I liked this quotation of Ernest Buckler's which I read on this short bio of this Nova Scotian author from the NS archives for the 25th anniversary of his death .
I'm embarrassed to say I haven't read one book by Ernest Buckler. I would say his work isn't well known at all although he is described as a " one of Canada's pre-eminent authors of the time." This article made me want to read more of his work and I was able to satisfy some of that urge immediately on the NS archives site as it has, among the other documents from the archives on him, an article he wrote which was published in The Atlantic Advocate in 1962 entitled "Bestsellers make strange bedfellows,." It is a time capsule of sorts, a view of what was "popular" reading at the time, as Buckler points out, a very eclectic mixture of the silly and the sublime - "...baffling incongruities abound!" - and his consideration of what common factors if any combined to rack up sales.
"All this seems to prove that, in novels at least, subject matter is not the big thing in making a best seller, " And "It is a mistake to suppose that sex by itself can make best sellers ..." and "...it is simply not true that excellence is inevitable poison at the box office.."
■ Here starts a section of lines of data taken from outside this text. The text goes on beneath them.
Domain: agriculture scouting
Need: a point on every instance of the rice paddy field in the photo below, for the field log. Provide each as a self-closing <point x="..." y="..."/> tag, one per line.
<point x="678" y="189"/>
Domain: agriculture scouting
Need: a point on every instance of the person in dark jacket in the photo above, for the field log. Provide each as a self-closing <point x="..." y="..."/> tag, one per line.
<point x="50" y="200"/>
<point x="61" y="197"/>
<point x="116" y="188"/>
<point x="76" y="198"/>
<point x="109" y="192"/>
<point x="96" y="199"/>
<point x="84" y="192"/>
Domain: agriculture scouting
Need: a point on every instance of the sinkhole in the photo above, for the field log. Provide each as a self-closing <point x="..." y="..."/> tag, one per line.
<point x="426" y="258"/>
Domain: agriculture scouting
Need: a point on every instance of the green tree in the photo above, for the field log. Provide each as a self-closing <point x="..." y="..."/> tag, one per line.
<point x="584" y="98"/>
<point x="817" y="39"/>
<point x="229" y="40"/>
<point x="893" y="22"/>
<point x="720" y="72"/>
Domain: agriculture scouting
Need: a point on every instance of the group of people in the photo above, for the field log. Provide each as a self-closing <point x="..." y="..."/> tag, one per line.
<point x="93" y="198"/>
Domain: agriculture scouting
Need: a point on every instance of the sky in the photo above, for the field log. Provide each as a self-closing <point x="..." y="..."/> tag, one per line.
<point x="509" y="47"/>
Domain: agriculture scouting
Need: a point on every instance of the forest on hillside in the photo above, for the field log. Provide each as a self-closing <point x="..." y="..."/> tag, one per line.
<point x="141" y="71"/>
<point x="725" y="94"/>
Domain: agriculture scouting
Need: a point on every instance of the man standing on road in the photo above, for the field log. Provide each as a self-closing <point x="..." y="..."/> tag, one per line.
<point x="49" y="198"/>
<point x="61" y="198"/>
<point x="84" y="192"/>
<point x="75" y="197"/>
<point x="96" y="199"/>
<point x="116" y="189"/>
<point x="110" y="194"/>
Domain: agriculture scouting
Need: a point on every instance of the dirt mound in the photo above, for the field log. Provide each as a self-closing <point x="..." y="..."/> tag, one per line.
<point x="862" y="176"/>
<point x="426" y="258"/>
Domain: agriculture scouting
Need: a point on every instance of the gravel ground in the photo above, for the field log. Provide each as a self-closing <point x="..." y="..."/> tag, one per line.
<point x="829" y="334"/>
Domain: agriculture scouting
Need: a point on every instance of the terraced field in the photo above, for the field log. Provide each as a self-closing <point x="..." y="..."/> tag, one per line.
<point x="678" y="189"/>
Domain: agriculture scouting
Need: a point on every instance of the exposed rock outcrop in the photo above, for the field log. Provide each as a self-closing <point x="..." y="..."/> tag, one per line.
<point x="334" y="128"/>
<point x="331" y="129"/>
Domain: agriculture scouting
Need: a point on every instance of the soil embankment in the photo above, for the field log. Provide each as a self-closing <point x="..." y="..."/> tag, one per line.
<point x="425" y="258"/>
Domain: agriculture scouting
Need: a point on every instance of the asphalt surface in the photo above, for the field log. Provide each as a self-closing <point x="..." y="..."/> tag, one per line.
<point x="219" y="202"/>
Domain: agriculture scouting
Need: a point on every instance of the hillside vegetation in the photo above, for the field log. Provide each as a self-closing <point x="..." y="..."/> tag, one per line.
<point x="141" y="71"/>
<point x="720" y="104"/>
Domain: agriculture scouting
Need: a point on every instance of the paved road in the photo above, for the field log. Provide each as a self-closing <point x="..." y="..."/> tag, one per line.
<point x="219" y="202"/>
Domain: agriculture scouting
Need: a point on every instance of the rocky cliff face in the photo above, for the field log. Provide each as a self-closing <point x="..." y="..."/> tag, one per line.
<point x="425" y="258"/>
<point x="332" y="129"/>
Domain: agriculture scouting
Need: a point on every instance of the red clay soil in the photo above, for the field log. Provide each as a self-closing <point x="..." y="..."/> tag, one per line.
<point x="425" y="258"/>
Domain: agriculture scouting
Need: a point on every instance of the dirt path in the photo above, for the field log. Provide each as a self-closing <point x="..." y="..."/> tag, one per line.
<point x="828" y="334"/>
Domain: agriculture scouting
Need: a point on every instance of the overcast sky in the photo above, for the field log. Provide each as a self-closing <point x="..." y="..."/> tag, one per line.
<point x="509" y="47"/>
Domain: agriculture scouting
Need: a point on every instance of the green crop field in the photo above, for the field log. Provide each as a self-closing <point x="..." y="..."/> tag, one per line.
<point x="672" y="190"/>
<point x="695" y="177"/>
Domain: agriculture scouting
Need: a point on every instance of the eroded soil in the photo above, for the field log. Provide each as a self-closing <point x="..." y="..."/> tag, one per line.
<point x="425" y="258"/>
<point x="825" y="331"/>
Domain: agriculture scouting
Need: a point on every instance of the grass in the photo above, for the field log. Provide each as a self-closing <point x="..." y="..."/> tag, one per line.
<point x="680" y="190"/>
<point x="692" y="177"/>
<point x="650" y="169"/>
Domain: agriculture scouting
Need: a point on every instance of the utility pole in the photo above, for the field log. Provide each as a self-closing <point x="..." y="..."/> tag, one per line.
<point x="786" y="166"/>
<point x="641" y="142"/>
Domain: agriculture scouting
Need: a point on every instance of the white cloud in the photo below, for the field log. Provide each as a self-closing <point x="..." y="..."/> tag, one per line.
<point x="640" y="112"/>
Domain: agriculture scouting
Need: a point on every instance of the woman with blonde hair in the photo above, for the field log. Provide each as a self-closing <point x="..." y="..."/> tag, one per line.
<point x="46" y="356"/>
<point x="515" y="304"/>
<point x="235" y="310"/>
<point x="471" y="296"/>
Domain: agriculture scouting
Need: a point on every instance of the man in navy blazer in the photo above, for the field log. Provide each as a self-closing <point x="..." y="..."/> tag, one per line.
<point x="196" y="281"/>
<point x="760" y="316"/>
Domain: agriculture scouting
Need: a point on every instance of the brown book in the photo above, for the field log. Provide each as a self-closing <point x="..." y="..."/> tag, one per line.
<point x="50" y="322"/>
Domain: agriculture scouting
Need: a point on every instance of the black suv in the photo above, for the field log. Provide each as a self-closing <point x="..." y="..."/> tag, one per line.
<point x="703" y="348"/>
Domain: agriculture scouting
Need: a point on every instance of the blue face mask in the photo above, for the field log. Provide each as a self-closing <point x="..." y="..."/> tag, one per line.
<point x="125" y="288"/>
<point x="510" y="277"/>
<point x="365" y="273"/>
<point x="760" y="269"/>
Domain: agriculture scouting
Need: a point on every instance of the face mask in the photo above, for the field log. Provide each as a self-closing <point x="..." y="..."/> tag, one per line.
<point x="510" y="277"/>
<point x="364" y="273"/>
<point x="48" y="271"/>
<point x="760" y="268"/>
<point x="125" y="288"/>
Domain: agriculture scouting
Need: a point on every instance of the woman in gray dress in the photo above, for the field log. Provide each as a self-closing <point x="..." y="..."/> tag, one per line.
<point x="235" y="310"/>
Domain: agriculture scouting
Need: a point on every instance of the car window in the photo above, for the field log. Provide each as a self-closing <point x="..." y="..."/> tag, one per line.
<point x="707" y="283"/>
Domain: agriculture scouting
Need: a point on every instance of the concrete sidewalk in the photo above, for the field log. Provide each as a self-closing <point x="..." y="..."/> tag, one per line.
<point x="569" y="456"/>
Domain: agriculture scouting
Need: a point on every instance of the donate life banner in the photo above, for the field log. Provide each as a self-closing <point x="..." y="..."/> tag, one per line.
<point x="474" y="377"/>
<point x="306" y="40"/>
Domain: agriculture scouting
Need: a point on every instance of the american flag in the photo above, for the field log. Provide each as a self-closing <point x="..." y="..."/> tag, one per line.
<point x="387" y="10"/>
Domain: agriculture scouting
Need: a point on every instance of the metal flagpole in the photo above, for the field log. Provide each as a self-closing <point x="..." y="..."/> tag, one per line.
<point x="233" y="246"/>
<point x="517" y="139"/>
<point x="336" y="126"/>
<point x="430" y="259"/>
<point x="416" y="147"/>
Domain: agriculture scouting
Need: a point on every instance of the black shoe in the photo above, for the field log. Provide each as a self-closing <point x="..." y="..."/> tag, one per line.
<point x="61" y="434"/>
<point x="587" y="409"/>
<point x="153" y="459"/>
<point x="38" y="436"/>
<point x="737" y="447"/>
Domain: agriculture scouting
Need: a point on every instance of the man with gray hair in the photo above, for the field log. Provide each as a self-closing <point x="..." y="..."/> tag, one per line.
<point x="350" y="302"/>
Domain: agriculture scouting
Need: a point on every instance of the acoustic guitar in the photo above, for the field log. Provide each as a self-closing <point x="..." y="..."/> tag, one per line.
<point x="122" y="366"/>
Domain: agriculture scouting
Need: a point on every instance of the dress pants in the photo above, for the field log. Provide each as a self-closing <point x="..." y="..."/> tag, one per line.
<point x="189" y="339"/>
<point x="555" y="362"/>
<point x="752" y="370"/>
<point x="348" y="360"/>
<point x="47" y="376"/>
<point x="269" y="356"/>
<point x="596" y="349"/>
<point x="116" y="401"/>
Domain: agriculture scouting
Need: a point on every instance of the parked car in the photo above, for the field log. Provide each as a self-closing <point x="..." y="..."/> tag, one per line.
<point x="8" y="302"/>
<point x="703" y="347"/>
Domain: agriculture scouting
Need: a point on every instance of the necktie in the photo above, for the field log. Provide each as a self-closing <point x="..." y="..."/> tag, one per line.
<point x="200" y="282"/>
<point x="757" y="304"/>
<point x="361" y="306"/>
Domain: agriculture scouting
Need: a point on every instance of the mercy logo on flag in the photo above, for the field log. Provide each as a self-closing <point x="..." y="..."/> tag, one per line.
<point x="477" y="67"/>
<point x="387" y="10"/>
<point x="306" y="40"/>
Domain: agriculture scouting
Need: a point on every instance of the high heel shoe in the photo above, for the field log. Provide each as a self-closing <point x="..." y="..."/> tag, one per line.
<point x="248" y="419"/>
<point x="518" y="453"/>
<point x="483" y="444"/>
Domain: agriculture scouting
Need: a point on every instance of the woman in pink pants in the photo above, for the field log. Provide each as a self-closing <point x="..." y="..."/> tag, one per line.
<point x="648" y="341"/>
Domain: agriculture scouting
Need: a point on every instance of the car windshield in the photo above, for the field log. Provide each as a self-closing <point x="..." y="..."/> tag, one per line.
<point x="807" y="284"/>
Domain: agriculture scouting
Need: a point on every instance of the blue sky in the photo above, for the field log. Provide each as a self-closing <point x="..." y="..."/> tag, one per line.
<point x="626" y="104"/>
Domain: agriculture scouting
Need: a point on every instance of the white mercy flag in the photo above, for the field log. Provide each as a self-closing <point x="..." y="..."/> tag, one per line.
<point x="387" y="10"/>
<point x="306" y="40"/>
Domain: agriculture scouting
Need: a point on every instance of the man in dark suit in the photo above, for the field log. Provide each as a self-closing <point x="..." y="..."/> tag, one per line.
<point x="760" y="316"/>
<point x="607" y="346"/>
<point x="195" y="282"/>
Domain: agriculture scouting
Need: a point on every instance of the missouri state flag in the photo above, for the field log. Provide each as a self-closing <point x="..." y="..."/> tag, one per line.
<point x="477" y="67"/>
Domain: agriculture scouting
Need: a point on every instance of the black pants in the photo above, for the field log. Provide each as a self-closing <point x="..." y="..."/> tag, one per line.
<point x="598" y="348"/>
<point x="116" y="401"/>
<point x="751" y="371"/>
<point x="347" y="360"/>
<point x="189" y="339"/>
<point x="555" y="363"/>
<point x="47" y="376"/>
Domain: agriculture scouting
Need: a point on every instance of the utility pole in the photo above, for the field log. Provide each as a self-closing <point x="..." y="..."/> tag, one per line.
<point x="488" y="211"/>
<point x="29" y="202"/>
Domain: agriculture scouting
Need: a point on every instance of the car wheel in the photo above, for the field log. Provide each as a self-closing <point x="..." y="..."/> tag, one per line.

He seems to think advertising made little difference, at least if the book was without merit. I am not sure I would agree with him on that point but perhaps it was true in the sixties. He did admit that once a book had reached "best seller status", readers wanting to read what everyone else was reading tended to "perpetuate its tenure there." But what gets the book to the top in the first place? The title? The author's name? He comes in the end to the conclusion that the book has to have "personality" , an intangible quality akin to a person's which intrigues. He ends with a touch of humour telling the story of a reader who wrote him to praise his book for its "good clear print."
The short story "The Line Fence" published in the magazine Better Farming in 1955 promised better reading but unfortunately the site only offers the first few paragraphs! Later in the set of documents shown however is a newspaper photograph of Buckler at a reception where he received the Order of Canada and which includes a picture of Miss Evelyn Garbary of Wolfville.
I guess I should head down to the library to see if they have a copy of The Mountain and the Valley.